Let $\operatorname{F}: \mathbb{R}^n \rightarrow \mathbb{R}^m$ be a vector field. The Jacobian can be considered as the derivative of a vector field. Considering each component of $\mbox{F}$ as a single function (like $f$ above), then the Jacobian is a matrix in which the $i^{th}$ row is the gradient of the $i^{th}$ component of $\operatorname{F}$. If $\mathbf{J}$ is the Jacobian, then

$$\mathbf{J}_{i,j} = \dfrac{\partial \operatorname{F}_i}{\partial x_j}$$

The Hessian

Simply, the Hessian is the matrix of second order mixed partials of a scalar field.

$$\mathbf{H}_{i, j}=\frac{\partial^{2} f}{\partial x_{i} \partial x_{j}}$$

In summation:

  • Gradient: Vector of first order derivatives of a scalar field

  • Jacobian: Matrix of gradients for components of a vector field

  • Hessian: Matrix of second order mixed partials of a scalar field.

Example

Squared error loss $f(\beta_0, \beta_1) = \sum_i (y_i - \beta_0 - \beta_1x_i)^2$ is a scalar field. We map every pair of coefficients to a loss value.

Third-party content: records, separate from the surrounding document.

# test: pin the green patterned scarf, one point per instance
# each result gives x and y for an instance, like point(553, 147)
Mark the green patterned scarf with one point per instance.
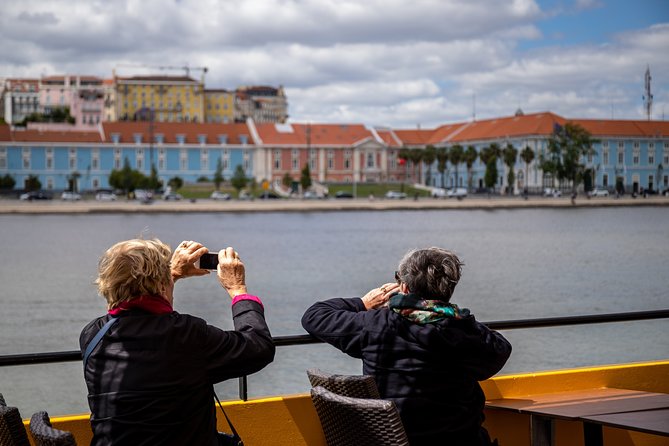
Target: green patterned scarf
point(424, 311)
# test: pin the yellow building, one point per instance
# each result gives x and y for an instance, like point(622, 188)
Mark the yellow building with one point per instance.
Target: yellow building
point(219, 106)
point(169, 98)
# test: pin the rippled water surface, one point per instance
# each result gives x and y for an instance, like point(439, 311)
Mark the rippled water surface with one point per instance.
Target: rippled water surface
point(518, 264)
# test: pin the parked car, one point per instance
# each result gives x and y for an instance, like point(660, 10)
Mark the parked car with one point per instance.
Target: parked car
point(105, 195)
point(70, 196)
point(218, 195)
point(172, 196)
point(597, 192)
point(311, 195)
point(438, 192)
point(342, 194)
point(36, 195)
point(457, 192)
point(552, 192)
point(394, 194)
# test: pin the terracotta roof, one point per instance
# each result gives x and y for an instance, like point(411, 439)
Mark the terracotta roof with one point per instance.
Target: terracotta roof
point(55, 136)
point(618, 128)
point(415, 137)
point(320, 134)
point(170, 130)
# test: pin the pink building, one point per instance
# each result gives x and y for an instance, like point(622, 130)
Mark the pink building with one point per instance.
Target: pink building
point(83, 95)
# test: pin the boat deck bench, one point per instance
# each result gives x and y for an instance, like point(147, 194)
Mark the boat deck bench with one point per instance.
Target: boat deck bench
point(622, 408)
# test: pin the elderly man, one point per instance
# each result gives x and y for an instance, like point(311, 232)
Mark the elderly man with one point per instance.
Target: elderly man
point(426, 354)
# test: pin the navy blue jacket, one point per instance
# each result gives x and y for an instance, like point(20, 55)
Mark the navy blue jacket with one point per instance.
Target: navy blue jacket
point(150, 380)
point(430, 371)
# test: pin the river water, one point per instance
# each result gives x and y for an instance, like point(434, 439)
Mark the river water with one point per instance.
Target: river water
point(518, 264)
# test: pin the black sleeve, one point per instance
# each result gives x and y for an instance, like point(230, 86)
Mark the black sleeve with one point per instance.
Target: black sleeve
point(484, 351)
point(246, 350)
point(339, 322)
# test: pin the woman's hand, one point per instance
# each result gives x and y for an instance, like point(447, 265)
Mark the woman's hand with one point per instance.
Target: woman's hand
point(379, 297)
point(231, 272)
point(183, 260)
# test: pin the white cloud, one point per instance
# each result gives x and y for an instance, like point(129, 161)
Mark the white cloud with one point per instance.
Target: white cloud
point(379, 61)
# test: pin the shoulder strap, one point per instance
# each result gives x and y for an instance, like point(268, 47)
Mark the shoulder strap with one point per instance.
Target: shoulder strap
point(96, 340)
point(238, 439)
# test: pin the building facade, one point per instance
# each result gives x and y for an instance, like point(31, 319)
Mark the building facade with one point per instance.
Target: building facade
point(158, 98)
point(630, 154)
point(20, 98)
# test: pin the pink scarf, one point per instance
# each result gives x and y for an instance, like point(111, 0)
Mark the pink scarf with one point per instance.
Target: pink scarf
point(152, 303)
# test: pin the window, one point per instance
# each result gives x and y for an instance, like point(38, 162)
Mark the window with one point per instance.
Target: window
point(277, 159)
point(295, 159)
point(370, 159)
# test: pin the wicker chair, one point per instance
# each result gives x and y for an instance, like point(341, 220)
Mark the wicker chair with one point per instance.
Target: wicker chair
point(355, 386)
point(45, 435)
point(12, 430)
point(358, 421)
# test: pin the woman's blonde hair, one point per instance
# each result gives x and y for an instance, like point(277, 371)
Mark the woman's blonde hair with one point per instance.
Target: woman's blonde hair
point(133, 268)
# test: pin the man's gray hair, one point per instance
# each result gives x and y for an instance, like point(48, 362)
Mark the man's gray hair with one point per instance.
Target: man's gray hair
point(431, 273)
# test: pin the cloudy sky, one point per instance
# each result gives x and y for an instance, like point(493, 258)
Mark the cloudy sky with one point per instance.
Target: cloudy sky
point(396, 63)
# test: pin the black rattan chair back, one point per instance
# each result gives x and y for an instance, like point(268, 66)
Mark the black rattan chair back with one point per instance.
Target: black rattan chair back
point(358, 421)
point(45, 435)
point(12, 430)
point(355, 386)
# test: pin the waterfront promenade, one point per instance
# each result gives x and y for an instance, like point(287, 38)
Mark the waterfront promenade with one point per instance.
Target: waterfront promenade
point(13, 206)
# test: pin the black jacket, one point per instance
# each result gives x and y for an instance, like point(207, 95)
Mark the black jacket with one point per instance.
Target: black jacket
point(431, 371)
point(150, 380)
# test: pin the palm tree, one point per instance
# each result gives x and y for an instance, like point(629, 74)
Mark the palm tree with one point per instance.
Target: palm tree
point(456, 155)
point(510, 154)
point(429, 155)
point(527, 155)
point(442, 159)
point(469, 158)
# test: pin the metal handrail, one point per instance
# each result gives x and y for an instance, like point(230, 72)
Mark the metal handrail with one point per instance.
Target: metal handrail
point(290, 340)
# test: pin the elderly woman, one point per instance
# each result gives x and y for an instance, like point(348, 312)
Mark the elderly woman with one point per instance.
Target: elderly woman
point(150, 375)
point(426, 354)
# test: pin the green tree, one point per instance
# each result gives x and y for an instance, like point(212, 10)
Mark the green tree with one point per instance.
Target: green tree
point(429, 155)
point(567, 148)
point(305, 178)
point(456, 155)
point(32, 183)
point(218, 174)
point(72, 181)
point(175, 183)
point(491, 173)
point(510, 156)
point(469, 158)
point(7, 182)
point(442, 161)
point(239, 180)
point(287, 180)
point(527, 155)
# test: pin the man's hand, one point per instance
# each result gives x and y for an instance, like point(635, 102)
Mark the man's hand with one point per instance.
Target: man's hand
point(379, 297)
point(183, 260)
point(231, 272)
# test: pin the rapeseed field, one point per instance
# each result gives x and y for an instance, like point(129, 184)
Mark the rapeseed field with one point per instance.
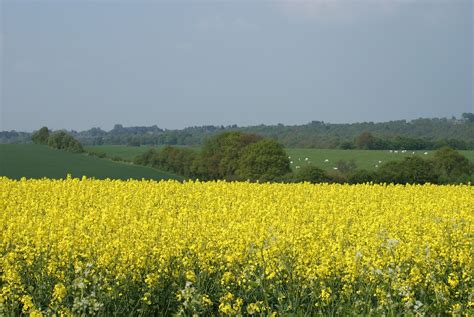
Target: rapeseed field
point(110, 247)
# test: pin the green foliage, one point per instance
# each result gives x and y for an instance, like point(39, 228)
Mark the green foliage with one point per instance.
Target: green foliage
point(362, 176)
point(63, 141)
point(263, 160)
point(37, 161)
point(220, 156)
point(41, 136)
point(229, 156)
point(412, 170)
point(366, 141)
point(311, 174)
point(451, 165)
point(346, 167)
point(469, 117)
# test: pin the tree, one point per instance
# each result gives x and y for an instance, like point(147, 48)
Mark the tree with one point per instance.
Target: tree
point(41, 136)
point(468, 116)
point(63, 141)
point(346, 167)
point(220, 155)
point(451, 165)
point(264, 160)
point(412, 170)
point(311, 174)
point(366, 141)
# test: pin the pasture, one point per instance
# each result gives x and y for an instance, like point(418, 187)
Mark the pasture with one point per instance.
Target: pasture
point(364, 159)
point(119, 248)
point(37, 161)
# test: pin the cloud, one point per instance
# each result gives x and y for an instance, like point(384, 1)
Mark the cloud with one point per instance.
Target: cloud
point(219, 23)
point(339, 11)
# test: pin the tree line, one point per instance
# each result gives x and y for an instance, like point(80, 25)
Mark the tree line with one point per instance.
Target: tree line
point(416, 134)
point(239, 156)
point(58, 140)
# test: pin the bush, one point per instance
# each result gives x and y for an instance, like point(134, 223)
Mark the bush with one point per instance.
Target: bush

  • The gradient of this scalar field is $$\nabla f = \left< -2 \sum_i( y_i - \beta_0 - \beta_1x_i), -2\sum_i x_i(y_i - \beta_0 - \beta_1x_i) \right>$$

  • Now, each component of $\nabla f$ is itself a scalar field. Take gradients of those and set them to be rows of a matrix and you've got yourself the Jacobian

$$ \left[\begin{array}{cc} \sum_{i=1}^{n} 2 & \sum_{i=1}^{n} 2 x_{i} \\ \sum_{i=1}^{n} 2 x_{i} & \sum_{i=1}^{n} 2 x_{i}^{2} \end{array}\right]$$

  • The Hessian of $f$ is the same as the Jacobian of $\nabla f$. It would behoove you to prove this to yourself.

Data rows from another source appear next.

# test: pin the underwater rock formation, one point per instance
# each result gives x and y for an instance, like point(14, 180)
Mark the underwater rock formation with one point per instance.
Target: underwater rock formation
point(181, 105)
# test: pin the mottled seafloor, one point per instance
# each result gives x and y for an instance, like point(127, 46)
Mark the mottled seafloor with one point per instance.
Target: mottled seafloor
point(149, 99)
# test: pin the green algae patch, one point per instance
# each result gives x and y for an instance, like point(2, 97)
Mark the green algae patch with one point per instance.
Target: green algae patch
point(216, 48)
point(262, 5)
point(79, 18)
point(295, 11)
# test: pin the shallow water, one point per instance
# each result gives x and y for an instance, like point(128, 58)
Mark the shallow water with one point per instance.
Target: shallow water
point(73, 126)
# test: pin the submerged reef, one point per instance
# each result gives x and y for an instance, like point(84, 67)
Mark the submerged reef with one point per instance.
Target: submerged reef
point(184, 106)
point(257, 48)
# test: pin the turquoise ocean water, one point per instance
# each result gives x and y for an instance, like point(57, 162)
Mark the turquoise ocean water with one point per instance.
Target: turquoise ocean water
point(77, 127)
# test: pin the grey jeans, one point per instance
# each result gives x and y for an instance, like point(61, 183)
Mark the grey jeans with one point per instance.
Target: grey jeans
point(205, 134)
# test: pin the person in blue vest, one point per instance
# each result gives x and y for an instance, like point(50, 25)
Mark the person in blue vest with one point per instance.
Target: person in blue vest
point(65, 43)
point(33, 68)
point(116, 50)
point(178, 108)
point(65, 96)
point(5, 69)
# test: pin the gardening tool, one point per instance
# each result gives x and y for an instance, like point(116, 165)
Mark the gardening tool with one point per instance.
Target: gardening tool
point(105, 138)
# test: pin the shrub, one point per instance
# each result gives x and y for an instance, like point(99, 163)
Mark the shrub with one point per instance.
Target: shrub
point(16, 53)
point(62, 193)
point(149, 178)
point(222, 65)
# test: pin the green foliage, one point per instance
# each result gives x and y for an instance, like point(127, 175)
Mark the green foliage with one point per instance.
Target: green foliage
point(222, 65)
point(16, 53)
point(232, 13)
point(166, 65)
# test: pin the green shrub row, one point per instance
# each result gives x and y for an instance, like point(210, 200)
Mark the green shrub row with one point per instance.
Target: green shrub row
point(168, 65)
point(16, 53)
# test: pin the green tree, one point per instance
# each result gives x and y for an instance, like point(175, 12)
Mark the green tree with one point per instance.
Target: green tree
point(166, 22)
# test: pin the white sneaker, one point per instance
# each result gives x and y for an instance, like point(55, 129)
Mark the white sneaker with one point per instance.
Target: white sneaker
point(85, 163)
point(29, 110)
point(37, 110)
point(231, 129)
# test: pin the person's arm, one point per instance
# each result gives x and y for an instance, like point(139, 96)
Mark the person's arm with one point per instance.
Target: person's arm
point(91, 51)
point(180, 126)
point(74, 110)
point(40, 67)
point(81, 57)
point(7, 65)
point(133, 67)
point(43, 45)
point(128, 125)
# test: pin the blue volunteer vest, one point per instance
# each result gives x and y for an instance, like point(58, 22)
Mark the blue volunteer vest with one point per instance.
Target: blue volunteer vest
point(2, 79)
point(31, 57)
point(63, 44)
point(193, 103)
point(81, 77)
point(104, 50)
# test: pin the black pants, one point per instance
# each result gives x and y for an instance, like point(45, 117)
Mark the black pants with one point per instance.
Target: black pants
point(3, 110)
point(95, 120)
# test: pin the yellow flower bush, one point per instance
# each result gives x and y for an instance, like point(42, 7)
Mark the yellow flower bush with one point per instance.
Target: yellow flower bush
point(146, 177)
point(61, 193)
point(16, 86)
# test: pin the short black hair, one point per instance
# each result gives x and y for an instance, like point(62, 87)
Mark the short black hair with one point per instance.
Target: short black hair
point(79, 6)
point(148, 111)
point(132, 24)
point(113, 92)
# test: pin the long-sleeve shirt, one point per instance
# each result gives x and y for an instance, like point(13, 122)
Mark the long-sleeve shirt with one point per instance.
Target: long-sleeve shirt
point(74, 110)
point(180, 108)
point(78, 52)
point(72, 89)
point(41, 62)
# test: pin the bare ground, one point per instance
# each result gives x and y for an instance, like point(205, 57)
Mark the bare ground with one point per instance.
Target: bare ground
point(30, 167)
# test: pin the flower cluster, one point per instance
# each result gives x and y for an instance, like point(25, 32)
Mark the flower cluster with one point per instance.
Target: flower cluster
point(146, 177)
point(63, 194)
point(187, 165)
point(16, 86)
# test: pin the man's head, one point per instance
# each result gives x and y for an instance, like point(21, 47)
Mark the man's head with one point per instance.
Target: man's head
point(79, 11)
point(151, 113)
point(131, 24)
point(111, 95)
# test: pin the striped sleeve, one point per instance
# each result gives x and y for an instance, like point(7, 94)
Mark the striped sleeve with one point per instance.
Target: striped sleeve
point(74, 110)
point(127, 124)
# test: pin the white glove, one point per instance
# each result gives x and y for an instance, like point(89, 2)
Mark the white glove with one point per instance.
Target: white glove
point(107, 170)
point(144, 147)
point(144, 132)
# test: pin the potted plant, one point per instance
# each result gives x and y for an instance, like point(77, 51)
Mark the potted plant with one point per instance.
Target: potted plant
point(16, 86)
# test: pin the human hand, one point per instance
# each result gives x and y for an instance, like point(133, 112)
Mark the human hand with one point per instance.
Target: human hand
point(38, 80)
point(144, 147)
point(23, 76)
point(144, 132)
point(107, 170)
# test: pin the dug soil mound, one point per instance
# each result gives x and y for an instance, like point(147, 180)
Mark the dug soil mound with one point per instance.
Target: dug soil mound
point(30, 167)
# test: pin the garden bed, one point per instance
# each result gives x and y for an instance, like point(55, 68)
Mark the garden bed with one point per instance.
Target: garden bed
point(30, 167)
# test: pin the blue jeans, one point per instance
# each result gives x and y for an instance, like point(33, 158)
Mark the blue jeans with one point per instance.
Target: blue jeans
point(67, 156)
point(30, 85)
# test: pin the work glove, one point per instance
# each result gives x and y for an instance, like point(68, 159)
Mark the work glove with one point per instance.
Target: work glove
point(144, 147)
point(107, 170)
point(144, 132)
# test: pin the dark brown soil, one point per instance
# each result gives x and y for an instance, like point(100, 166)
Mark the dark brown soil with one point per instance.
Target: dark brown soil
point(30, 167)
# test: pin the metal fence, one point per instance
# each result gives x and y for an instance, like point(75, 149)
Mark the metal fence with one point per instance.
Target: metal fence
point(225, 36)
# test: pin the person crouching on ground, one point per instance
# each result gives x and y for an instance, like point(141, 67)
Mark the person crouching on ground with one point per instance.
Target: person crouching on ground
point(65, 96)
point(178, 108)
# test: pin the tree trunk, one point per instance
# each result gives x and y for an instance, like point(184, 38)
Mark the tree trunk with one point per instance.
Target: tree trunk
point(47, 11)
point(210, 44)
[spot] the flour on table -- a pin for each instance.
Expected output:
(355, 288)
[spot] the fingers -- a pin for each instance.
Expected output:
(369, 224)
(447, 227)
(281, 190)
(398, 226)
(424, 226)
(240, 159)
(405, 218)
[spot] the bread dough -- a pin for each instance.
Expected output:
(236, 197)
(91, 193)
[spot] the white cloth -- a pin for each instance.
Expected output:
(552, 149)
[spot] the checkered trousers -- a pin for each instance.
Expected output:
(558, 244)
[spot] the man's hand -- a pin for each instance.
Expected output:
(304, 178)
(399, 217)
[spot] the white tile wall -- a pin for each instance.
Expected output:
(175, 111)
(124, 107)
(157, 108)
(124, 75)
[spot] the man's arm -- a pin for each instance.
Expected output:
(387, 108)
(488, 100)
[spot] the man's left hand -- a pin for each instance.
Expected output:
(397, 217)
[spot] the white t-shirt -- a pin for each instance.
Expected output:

Resources: Calculus: Early Transcendentals by James Stewart, or earlier editions, as well as Wikipedia which is surprisingly good for these topics.


If you have a function that maps a 1D number to a 1D number, then you can take the derivative of it,

$f(x) = x^2, f'(x) = 2x$

If you have a function that maps a ND vector to a 1D number, then you take the gradient of it

$f(x) = x^Tx, \nabla f(x) = 2x, x = (x_1, x_2, \ldots, x_N)$

If you have a function that maps a ND vector to a ND vector, then you take the Jacobian of it.

$f(x_1, x_2) = \begin{bmatrix} x_1x_2^2 \\ x_1^2x_2\end{bmatrix}, J_f(x_1, x_2) = \begin{bmatrix} x_2^2 & 2x_1x_2 \\ x_1^2 & 2 x_1x_2\end{bmatrix}$

The Hessian is the Jacobian of the gradient of a function that maps from ND to 1D

So the gradient, Jacobian and Hessian are different operations for different functions. You literally cannot take the gradient of a ND $\to $ ND function. That's the difference.